Protected areas are important to reduce the effects of climate change. "They represent a large carbon store and maintain ecosystems by maintaining pollinators, water resources and services related to our basic needs and food security," said biologist Carlos Joly, member of the steering committee of the FAPESP research program on characterization of biodiversity, conservation, restoration and sustainable use (BIOTA-FAPESP) and co-author of the study.

On the other hand, the expected variations in temperature and rainfall in the coming years can influence these areas, as the Brazilian study shows, the first to produce an analysis focused on conservation units.

"Research has shown that these changes can affect the spread of tree species and the survival of certain species," Joly noted.

In addition to their crucial importance for biodiversity, many of these areas are inhabited by traditional populations – indigenous tribes, coastal fishing communities (caiçaras), river dwellers (ribeirinhos) and farmers. More than 80% of the areas classified as highly or moderately vulnerable by the study are indigenous reserves. "This point deserves special attention given the lack of discussion about how these populations can and should cope with and adapt to climate change so that they and their way of life can continue to exist," Lapola said.

Adjustment strategies

The study proposes four adjustment strategies based on previous research. Each class of vulnerabilities would have a corresponding adjustment strategy. Little or no intervention is required for low-risk resilient areas due to climate change, but their ecosystems must be maintained to serve as biodiversity repositories for restoring other areas.

In areas with average vulnerability, the focus must be on monitoring and conservation. In the most vulnerable areas, the study suggests the implementation of stronger intervention measures, including species relocation, recovery of degraded vegetation, improved inter-area connections and even management of traditional populations in cases of relatively extreme risk to biodiversity.

For both Lapola and Joly, improving connections between protected areas is crucial for the preservation of all biomes. "Ideally, there should be corridors between protected areas to connect one core with the other. This would improve protection and expand species habitats," Lapola said.

"For example, a path adapted to temperatures between 20 ° C and 25 ° C can travel quickly and will want to move if it feels the temperature is rising, but will not have a nearby forest environment to move to if the protected area that is its habitat is small and not connected with others. "
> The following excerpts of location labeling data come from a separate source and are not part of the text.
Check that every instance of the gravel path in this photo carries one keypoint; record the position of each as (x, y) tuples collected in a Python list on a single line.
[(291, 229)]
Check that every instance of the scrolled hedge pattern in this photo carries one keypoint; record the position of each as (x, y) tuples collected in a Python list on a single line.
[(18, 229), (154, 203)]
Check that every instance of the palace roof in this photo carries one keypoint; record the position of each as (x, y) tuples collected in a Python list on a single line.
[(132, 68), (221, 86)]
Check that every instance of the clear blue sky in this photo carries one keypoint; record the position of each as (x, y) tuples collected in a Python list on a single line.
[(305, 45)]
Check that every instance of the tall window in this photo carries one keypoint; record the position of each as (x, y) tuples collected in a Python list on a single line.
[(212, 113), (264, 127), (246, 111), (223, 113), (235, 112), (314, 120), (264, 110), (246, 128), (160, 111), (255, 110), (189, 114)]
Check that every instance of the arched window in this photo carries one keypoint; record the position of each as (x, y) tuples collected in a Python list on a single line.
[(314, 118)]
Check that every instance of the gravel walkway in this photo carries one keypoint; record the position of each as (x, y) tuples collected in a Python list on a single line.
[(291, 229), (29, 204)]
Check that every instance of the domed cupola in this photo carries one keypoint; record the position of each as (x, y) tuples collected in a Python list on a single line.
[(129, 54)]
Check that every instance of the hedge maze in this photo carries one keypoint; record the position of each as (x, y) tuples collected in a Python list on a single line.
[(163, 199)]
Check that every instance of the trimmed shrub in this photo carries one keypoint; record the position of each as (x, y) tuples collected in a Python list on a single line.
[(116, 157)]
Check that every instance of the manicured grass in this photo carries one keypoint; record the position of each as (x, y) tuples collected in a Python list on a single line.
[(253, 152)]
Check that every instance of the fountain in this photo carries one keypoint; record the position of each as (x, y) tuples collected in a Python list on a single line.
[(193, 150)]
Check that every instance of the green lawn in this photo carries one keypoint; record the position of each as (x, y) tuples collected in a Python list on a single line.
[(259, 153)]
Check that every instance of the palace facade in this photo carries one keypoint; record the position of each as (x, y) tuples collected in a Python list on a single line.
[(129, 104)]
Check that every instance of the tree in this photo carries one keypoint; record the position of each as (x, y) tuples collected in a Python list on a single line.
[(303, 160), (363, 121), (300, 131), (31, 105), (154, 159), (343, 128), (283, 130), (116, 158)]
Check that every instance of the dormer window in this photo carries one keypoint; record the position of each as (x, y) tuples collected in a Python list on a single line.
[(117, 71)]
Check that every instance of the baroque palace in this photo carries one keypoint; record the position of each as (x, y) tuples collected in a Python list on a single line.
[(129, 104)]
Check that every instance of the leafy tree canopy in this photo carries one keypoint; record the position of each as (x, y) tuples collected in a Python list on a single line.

The study defines a lack of connectivity in terms of isolation of an area, analyzing native vegetation within a 10 km radius. Deforestation is one of the factors that leads to a lack of connectivity between areas with native vegetation. "So much so that the most vulnerable areas in the Amazon are those that are already suffering from deforestation," Lapola said.

The next steps in the group's research into the effects of climate change on the protected areas of Brazil include more specific analyzes of the regional contexts that influence vulnerability and the planning of conservation approaches.

However, the authors emphasize the need for action to resolve a number of particularly urgent problems that currently threaten protected areas, such as land ownership disputes, illegal occupation, deforestation, fire, maintenance and shortage of administrative staff, and a lack of resources for supervision and management.

"Much remains to be studied, but the article draws attention to the need to include climate change in government planning for protected areas," Joly said. "It is especially important to raise awareness of the importance of protected areas in an uncertain future climate."